Et quand Sabine eut récupéré ses lingettes Javel et fut ressortie de la pièce, Ambroise prit le temps de réfléchir soigneusement et de répondre :

« Non, je ne crois avoir vraiment peur de l’attraper. Ni même peut-être, si cela devait arriver, de tomber très malade et de mourir. Je suis surtout soucieux de l’attraper de la bonne manière, au bon moment, dans les bonnes circonstances. Car il y a quand même des contaminations plus bêtes que d’autres. Choper le virus en allant acheter des pâtes, en se grattant le nez après avoir touché un paquet de céréales au magasin, c’est vraiment très bête, c’est mettre sa vie en danger pour satisfaire une simple fonction vitale. Choper le virus en allant travailler, c’est encore pire. Mais si c’était toi, Clémence, qui me le transmettais, ce virus, eh bien, je ne dis pas que ce serait un don du ciel, je n’en suis pas là, je n’ai pas atteint ce niveau de mysticisme, mais enfin j’aurais le sentiment que ça en valait la peine. Il n’aurait pas tout à fait le même goût, ni ma toux la même âpreté, ni ma fièvre la même violence, si j’avais le sentiment que c’est dans une circonstance heureuse que je suis tombé malade. Un germe transmis dans un baiser ou une caresse, en même temps qu’un geste tendre ou qu’un regard amoureux, qu’une parole réconfortante, que veux-tu, ça passe mieux. Ça ne change pas grand-chose au tableau clinique ni au taux de létalité, mais au moins on peut trouver un certain sens à la chose.

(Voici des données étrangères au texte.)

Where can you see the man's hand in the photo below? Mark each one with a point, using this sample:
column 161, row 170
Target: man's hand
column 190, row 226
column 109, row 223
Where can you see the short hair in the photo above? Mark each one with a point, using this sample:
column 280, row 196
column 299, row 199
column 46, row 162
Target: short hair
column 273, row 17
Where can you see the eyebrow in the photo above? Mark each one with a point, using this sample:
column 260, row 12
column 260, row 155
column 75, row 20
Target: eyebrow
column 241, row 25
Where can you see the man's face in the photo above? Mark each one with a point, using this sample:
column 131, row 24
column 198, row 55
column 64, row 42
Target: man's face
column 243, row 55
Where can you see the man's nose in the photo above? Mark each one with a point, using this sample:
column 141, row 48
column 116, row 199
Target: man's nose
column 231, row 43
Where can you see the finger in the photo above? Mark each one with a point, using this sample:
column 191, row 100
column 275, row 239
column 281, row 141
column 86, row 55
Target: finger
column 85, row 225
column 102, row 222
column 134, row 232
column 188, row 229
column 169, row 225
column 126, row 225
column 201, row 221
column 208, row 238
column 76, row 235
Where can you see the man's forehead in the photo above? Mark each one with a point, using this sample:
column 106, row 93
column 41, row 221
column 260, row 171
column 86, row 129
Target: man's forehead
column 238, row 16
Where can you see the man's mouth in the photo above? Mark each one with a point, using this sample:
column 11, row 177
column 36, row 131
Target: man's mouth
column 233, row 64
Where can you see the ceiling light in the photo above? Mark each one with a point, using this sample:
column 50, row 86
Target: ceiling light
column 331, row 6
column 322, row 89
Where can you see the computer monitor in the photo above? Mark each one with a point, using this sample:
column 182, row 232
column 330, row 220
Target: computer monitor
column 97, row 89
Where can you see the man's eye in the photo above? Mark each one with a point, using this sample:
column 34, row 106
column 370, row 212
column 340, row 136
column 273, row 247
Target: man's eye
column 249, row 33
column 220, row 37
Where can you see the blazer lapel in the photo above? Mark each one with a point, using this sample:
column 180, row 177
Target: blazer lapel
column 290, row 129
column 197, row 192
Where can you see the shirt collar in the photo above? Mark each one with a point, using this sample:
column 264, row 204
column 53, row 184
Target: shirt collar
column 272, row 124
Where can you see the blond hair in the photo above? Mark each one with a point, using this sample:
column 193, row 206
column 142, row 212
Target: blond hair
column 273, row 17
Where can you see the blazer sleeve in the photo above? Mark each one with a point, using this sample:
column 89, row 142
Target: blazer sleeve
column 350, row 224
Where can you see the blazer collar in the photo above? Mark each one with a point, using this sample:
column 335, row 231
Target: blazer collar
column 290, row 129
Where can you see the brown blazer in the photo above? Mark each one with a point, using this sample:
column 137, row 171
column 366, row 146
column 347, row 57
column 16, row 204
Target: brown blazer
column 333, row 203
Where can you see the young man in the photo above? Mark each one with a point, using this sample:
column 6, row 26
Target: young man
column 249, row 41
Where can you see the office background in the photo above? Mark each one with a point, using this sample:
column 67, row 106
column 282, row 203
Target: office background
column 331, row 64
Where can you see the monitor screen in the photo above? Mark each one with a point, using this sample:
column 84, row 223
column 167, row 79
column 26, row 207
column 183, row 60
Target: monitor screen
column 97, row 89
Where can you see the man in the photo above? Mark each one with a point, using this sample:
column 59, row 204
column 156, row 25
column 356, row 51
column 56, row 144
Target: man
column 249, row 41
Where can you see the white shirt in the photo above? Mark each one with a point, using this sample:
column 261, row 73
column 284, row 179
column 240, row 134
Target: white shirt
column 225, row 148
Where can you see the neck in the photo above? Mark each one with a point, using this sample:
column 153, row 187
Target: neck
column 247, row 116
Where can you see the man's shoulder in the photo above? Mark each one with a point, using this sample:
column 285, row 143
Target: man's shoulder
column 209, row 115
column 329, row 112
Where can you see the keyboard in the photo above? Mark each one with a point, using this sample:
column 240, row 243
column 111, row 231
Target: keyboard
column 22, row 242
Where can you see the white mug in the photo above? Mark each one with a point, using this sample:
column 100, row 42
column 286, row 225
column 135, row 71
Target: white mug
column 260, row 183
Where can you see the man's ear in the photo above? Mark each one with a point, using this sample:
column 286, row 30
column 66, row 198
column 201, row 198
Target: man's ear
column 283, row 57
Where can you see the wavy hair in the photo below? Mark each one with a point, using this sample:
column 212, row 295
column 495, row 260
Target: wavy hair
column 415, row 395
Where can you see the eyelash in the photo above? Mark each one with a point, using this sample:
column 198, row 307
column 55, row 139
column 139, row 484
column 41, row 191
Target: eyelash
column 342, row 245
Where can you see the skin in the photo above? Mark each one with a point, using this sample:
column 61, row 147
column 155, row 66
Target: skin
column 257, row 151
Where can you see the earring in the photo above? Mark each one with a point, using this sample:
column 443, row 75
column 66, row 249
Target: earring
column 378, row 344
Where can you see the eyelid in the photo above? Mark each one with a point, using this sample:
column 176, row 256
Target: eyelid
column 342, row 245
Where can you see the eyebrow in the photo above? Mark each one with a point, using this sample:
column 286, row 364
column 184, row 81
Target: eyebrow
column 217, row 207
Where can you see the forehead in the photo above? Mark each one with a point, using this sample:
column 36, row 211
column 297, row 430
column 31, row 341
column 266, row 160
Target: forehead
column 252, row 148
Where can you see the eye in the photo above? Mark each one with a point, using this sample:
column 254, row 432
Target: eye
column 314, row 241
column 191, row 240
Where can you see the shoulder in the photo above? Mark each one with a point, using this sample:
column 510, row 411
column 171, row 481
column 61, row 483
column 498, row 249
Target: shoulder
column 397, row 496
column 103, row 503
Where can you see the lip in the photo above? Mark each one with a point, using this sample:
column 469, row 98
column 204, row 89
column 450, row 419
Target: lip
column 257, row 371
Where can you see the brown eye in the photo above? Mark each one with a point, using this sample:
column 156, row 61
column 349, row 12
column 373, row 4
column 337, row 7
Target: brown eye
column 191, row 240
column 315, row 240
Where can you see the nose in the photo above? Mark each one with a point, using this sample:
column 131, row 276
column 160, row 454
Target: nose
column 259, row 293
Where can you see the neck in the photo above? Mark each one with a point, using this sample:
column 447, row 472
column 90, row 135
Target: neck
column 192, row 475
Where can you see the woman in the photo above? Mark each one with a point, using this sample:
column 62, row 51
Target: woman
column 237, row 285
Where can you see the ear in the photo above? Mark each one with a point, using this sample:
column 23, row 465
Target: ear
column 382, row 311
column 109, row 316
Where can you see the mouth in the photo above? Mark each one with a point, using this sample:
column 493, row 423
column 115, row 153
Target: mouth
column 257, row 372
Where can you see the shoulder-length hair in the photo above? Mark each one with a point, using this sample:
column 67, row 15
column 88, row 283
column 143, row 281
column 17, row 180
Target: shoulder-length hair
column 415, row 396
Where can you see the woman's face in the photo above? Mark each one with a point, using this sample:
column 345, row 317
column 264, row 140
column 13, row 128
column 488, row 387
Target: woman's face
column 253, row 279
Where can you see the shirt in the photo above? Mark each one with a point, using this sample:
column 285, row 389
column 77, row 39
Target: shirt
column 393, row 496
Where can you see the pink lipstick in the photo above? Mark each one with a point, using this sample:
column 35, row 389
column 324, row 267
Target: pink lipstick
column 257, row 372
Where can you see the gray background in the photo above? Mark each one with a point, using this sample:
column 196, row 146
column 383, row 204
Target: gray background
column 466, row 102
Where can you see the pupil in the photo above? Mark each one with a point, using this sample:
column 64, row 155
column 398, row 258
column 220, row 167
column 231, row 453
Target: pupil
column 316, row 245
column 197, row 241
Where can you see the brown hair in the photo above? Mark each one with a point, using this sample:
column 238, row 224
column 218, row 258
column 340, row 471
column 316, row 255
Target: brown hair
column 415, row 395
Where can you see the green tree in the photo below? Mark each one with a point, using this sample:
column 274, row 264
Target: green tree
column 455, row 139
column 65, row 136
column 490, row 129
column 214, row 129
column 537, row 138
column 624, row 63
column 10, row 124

— Alors, on peut enlever nos masques ? » murmura Clémence.

Délicatement, Ambroise retira les élastiques de derrière ses oreilles. Clémence fit de même.

Le masque d’Ambroise était un beau masque en tissu bleu nuit, cousu par sa mère. Il avait l’avantage de ne pas être trop épais et donc relativement agréable à porter en ces temps de grande chaleur. Le jeune homme était persuadé que sa couleur sombre et profonde soulignait l’intensité de son regard. Le masque de Clémence, quant à lui, était initialement blanc, mais elle l’avait décoré de dessins faits au feutre et l’avait recouvert de paillettes multicolores, comme pour ne pas laisser le dernier mot à l’atmosphère macabre qui s’était abattue sur la planète.

Quand les deux amoureux eurent fini de s’embrasser, ils sentirent qu’ils venaient de remporter une victoire morale sur le monde.